All this to say that I finally got around to reading Punishment by Linden MacIntyre. I was lucky enough to receive an ARC but arriving as it did shortly before my wedding, I only just got to it. And, let’s be honest, I had to work through some CanLit prejudices before I could give in to it. I peeked through the opening pages and I was caught by the strength of the writing and completely intrigued by the premise but I didn’t get to this book until the 23rd.
And then I read it straight through until I finished it late on Christmas Eve. When I wasn’t reading it, I was anxious to get back to it. I wrapped presents in a haze of “what will happen to Strickland? What really happened to Maymie?”
Tony Breau, has taken early retirement after decades spent as a prison guard. While he was there he formed a kind of relationship with an inmate, Dwayne Strickland. Both from the same small town, those that are involved with Strickland at different times in his life think that Tony, as an authority figure from the same place, adopted as Dwayne himself was, will have the ability to talk to him, convince him to straighten his life out where others have failed.

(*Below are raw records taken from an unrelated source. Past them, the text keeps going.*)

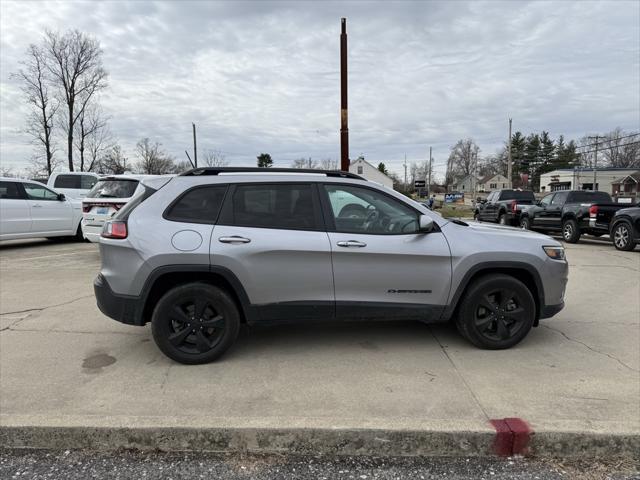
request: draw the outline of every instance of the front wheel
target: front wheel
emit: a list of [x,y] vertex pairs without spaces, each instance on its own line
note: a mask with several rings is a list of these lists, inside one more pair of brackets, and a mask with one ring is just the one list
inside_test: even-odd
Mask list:
[[578,240],[580,240],[580,227],[578,227],[578,222],[573,218],[562,223],[562,238],[567,243],[578,243]]
[[167,357],[190,365],[209,363],[235,342],[240,313],[229,294],[206,283],[169,290],[156,305],[151,332]]
[[627,222],[620,222],[611,230],[611,238],[613,246],[617,250],[629,252],[636,248],[636,242],[633,240],[631,225]]
[[535,316],[536,304],[526,285],[509,275],[487,275],[465,292],[456,326],[476,347],[502,350],[527,336]]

But Tony isn’t convinced it will make any difference; his attempts to get through to Dwayne have always been half-hearted.
Now though, Dwayne is being held responsible for the death of a girl, Maymie, at his house. While the town is left reeling from the death of this girl, convinced that Strickland had something to do with it, Tony is trying to move on with his life following his recent divorce. And even though e becomes involved with Maymie’s grandmother again, his first love, he’s keen to stay out of the whole Strickland thing as much as possible.
Everything is further complicated by the return of a Neil Archie MacDonald, a Vietnam war vet (he volunteered to do two tours), just retired from the Boston Police Department. Neil fancies that he and Tony should be allies in this town, that it’s up to them to uphold the values and ideals of the place they both call home.
I read a lot of books that revolve around crime. This book was different for two reasons: it didn’t focus on solving the crime and it was very much about the Canadian justice system. These folks live in the kind of place where everyone knows everyone, knows their business, where they all congregate at the local store and talk about everyone else. Nothing is private. The kind of place where prejudices are evident, where feuds go way back and the pull of vigilante justice is strong. The whole book has an electric undercurrent to it, like things are about to go off.
While I was reading I thought that this book would actually make a great movie. A lot of times when someone says that it means that the book had blanks in the action or whatever that the reader feels would be better explained on screen. That’s not what I mean at all. I think that this was a very emotional story, building slowly towards a pretty terrific ending and I think a lot of people would enjoy experiencing that on screen.
I actually can’t say enough about this book. Since I finished it on Christmas Eve I’ve been recommending it to everyone I talk to and I guess that now includes you.